Pick-up in auto exports to augment revenue growth for GPPL
Car exports in India have grown at a CAGR of ~18% over FY07-14 with
top two exporters growing at nearly 12% CAGR. Majority of the car
manufacturers are based out of north and west India for which the
western ports form the gateway. Also, the presence of major auto hubs in
Gujarat and Maharashtra and lack of such facilities (RO-RO terminal) in
India provides assurance of cargo availability for ports.
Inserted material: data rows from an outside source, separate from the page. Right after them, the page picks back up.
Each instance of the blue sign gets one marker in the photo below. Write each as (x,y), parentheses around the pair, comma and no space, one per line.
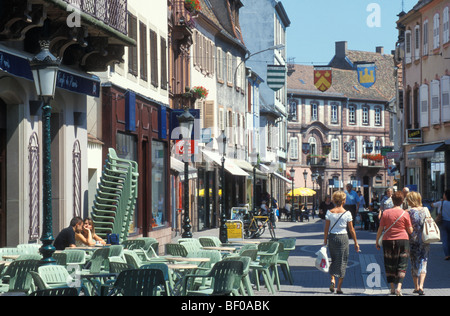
(366,74)
(20,67)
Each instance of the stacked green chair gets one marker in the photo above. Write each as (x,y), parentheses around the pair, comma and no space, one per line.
(17,277)
(115,201)
(283,256)
(224,275)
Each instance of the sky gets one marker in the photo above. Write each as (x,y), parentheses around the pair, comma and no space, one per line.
(317,24)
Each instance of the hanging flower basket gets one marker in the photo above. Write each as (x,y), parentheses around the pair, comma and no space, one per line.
(373,157)
(192,5)
(199,92)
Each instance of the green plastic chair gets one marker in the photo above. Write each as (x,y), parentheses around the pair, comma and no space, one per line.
(55,276)
(167,275)
(138,282)
(176,250)
(223,274)
(17,277)
(267,262)
(283,256)
(244,282)
(67,291)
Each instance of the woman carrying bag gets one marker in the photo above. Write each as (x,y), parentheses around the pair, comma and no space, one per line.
(419,250)
(443,220)
(337,239)
(398,226)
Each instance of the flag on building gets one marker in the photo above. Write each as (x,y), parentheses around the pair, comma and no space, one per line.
(323,78)
(367,75)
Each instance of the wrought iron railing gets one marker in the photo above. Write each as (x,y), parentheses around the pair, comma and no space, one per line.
(111,12)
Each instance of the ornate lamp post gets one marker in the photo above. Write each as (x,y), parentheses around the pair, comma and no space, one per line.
(292,171)
(186,121)
(223,234)
(44,67)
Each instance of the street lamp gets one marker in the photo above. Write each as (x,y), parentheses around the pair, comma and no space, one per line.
(44,67)
(305,176)
(223,233)
(186,121)
(292,171)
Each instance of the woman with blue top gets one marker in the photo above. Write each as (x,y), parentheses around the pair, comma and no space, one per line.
(443,207)
(338,220)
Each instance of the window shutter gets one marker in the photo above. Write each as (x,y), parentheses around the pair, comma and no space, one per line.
(154,58)
(445,100)
(424,105)
(435,98)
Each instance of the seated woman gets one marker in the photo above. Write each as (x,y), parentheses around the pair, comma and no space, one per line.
(88,237)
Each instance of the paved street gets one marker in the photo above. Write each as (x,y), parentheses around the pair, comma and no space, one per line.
(358,282)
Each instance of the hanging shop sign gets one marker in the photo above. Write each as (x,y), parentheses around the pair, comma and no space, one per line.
(414,136)
(323,78)
(276,77)
(366,74)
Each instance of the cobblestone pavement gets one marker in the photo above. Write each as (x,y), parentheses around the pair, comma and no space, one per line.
(358,281)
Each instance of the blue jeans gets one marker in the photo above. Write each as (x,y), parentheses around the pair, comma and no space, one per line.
(445,237)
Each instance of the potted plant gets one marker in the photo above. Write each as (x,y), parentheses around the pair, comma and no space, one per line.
(192,5)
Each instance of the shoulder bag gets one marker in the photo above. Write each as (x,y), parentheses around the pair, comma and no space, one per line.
(380,240)
(430,232)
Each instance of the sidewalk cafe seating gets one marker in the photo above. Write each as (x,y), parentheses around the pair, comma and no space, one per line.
(67,291)
(138,282)
(244,284)
(116,197)
(223,275)
(16,277)
(268,256)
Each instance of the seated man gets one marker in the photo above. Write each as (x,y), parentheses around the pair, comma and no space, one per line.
(66,238)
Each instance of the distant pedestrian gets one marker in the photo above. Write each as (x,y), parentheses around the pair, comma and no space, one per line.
(338,220)
(443,207)
(351,201)
(419,250)
(397,225)
(386,202)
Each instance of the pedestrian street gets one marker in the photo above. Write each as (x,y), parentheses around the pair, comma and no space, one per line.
(363,272)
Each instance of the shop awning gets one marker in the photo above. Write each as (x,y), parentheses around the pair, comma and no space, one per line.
(425,151)
(247,167)
(178,166)
(282,178)
(230,166)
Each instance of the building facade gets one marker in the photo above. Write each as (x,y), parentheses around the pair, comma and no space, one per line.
(423,49)
(86,39)
(333,134)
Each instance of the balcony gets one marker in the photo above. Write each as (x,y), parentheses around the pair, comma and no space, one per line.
(85,34)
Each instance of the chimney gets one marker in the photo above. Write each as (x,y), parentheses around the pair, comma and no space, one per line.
(380,50)
(341,49)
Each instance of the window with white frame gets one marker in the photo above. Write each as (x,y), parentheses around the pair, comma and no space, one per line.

Going ahead, as
car exports are expected to grow at a CAGR of 18-20% over FY14-17E,
setting up of the RO-RO facility will further strengthen revenue growth for
GPPL.
Exhibit 1: Top car exporters in India
FY07 FY08 FY09 FY10 FY11 FY12 FY13 FY14
CAGR
(FY07-14)
Hyundai 115525 144439 253344 285658 233069 237535 259811 233260 10.6
MSIL 39295 51669 70023 147575 138266 127372 120388 101352 14.5
Ford NA NA NA NA 12155 25616 29316 48088 41.0
Nissan NA NA NA NA 46135 100909 98971 116314 26.0
Total 154820 196108 323367 433233 429625 491432 508486 499014 18.2
Source: ICICIdirect.com Research
Improved cargo mix to enhance revenue growth, valuation up-tick
With the addition of a couple of new business lines and improved
revenue visibility, GPPL is expected to post a revenue CAGR of nearly
20% over CY11-15 whereas EBITDA CAGR is anticipated at ~27% over
the same period. As nearly 70% of GPPL’s cost is fixed, the new business
is expected to further improve the operating leverage, thereby aiding the
EBITDA margin. Further, GPPL’s debt free structure and ECB funding for
new capex is expected to bring down the interest cost. A diversified
cargo portfolio and presence in high growth segments like tank farms and
auto export provide confidence on the earnings growth of GPPL.
Consequently, we revise our estimates upwards and have a BUY
recommendation on the stock with a DCF based target price of | 221.